Homepage - Machine Learning

 1. Partial Dependence Plots 

Uses

shows how features affect prediction

calculated after the model has been fit

import numpy as np
import pandas as pd
from sklearn.model_selection import train_test_split
from sklearn.ensemble import RandomForestClassifier
from sklearn.tree import DecisionTreeClassifier

data = pd.read_csv('FIFA 2018 Statistics.csv')
y = (data['Man of the Match'] == "Yes")  # Convert from string "Yes"/"No" to binary
feature_names = [i for i in data.columns if data[i].dtype in [np.int64]]
X = data[feature_names]
train_X, val_X, train_y, val_y = train_test_split(X, y, random_state=1)
tree_model = DecisionTreeClassifier(random_state=0, max_depth=5, min_samples_split=5).fit(train_X, train_y)

from sklearn import tree
import graphviz

tree_graph = tree.export_graphviz(tree_model, out_file = None, feature_names = feature_names)
graphviz.Source(tree_graph)

from matplotlib import pyplot as plt
from sklearn.inspection import PartialDependenceDisplay

#create plot
disp1 = PartialDependenceDisplay.from_estimator(tree_model, val_X, ['Goal Scored'])
plt.show()

Inference from graph-

scoring a gaol makes a person ‘Man of the match’
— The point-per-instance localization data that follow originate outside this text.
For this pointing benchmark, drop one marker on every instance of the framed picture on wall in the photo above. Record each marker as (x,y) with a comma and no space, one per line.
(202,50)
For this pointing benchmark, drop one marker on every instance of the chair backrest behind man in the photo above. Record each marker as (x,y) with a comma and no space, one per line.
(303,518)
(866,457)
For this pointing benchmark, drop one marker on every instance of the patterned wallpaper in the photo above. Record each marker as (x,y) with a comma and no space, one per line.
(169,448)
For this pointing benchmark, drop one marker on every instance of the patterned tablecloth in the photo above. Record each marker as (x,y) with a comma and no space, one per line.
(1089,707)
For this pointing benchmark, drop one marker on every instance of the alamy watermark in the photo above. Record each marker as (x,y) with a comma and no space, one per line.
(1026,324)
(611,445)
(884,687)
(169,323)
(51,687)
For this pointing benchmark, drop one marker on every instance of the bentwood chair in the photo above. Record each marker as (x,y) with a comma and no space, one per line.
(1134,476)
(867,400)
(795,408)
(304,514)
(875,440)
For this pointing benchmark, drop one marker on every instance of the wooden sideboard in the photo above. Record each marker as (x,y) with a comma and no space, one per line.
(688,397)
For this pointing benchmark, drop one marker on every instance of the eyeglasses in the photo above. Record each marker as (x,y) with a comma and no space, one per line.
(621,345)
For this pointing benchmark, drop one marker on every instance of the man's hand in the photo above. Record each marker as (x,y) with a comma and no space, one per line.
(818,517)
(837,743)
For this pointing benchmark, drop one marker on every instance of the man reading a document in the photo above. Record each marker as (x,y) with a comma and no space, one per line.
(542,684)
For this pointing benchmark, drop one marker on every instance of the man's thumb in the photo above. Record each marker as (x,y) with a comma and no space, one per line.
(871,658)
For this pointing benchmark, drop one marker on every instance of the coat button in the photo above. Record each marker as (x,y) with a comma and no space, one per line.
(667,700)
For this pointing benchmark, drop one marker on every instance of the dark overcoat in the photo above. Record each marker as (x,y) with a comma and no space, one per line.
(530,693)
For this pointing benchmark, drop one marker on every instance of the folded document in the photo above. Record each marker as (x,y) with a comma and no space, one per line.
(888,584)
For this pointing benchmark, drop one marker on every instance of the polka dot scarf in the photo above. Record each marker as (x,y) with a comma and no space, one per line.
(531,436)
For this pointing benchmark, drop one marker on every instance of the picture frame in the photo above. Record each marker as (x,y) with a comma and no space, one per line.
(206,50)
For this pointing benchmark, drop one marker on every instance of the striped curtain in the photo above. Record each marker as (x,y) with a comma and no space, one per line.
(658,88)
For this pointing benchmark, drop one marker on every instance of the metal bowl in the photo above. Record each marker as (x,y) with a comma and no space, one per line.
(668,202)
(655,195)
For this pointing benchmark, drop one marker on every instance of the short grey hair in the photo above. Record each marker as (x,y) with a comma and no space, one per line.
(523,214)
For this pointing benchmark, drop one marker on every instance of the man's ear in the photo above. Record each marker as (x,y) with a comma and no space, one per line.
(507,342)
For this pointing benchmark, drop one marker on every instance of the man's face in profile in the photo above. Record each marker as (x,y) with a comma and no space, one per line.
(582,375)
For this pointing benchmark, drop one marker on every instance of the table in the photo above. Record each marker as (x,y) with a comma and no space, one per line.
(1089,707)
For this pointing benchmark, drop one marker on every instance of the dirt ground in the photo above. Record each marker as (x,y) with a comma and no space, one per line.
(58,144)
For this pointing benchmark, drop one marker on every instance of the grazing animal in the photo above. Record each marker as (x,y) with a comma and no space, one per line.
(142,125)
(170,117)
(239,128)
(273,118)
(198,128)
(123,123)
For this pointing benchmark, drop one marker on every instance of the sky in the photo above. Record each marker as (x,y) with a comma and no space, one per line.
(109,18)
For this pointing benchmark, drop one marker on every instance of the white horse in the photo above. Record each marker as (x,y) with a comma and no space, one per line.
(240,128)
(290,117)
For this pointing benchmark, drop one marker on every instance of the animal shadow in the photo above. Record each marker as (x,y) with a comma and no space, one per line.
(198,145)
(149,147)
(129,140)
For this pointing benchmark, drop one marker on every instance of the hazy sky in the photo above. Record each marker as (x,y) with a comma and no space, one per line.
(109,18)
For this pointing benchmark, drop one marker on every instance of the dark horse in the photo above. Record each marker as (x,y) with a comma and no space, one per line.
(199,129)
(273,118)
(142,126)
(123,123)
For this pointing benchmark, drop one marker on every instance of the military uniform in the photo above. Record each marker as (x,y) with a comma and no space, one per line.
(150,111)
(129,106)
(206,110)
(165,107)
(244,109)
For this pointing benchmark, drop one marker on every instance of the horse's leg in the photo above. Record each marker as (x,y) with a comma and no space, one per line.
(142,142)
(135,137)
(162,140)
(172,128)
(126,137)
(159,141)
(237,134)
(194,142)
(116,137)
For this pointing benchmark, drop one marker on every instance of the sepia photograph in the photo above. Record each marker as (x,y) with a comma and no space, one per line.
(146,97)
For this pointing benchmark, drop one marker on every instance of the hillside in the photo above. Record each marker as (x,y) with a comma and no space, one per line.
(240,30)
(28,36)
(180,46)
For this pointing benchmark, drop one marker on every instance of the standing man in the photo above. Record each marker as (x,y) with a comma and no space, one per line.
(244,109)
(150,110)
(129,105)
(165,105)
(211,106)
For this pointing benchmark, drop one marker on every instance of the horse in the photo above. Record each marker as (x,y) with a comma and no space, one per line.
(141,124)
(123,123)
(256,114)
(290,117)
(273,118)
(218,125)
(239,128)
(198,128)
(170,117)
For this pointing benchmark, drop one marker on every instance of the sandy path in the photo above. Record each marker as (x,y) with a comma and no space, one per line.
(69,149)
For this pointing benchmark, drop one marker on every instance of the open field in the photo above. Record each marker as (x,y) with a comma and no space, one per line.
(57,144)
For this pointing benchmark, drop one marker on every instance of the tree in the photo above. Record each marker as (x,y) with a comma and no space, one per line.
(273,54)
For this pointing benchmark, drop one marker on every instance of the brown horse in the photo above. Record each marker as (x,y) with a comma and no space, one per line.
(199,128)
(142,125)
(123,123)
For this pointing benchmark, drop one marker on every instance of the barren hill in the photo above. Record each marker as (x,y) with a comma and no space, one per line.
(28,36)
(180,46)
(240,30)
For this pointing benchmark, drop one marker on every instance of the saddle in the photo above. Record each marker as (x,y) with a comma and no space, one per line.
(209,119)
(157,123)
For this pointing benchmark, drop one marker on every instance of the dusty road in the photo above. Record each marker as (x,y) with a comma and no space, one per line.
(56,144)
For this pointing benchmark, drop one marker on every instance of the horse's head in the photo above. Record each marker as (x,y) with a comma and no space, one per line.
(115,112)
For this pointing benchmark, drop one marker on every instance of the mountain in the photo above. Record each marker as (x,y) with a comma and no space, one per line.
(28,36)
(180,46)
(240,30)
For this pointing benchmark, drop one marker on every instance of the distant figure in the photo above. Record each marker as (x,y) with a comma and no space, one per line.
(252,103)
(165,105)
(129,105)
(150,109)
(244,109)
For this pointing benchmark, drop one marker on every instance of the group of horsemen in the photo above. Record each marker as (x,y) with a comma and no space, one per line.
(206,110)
But extra goal seems to have no impact.

feature_to_plot = 'Distance Covered (Kms)'

disp2 = PartialDependenceDisplay.from_estimator (tree_model, val_X, [feature_to_plot])
plt.show()

# same plot with Random_forest

rf_model = RandomForestClassifier(random_state = 0).fit(train_X, train_y)

disp3 = PartialDependenceDisplay.from_estimator(rf_model, val_X, [feature_to_plot])
plt.show()

Inference

The above graphs feature that if a player covers 100 kms, he becomes ‘Man of the match’

1st model- DecisionTreeClassifier

2nd model - RandomForestClassifier

 2. 2D Partial Dependence Plots 

fig, ax = plt.subplots(figsize = (8,6))
f_names = [{"Goal Scored", "Distance Covered (Kms)"}]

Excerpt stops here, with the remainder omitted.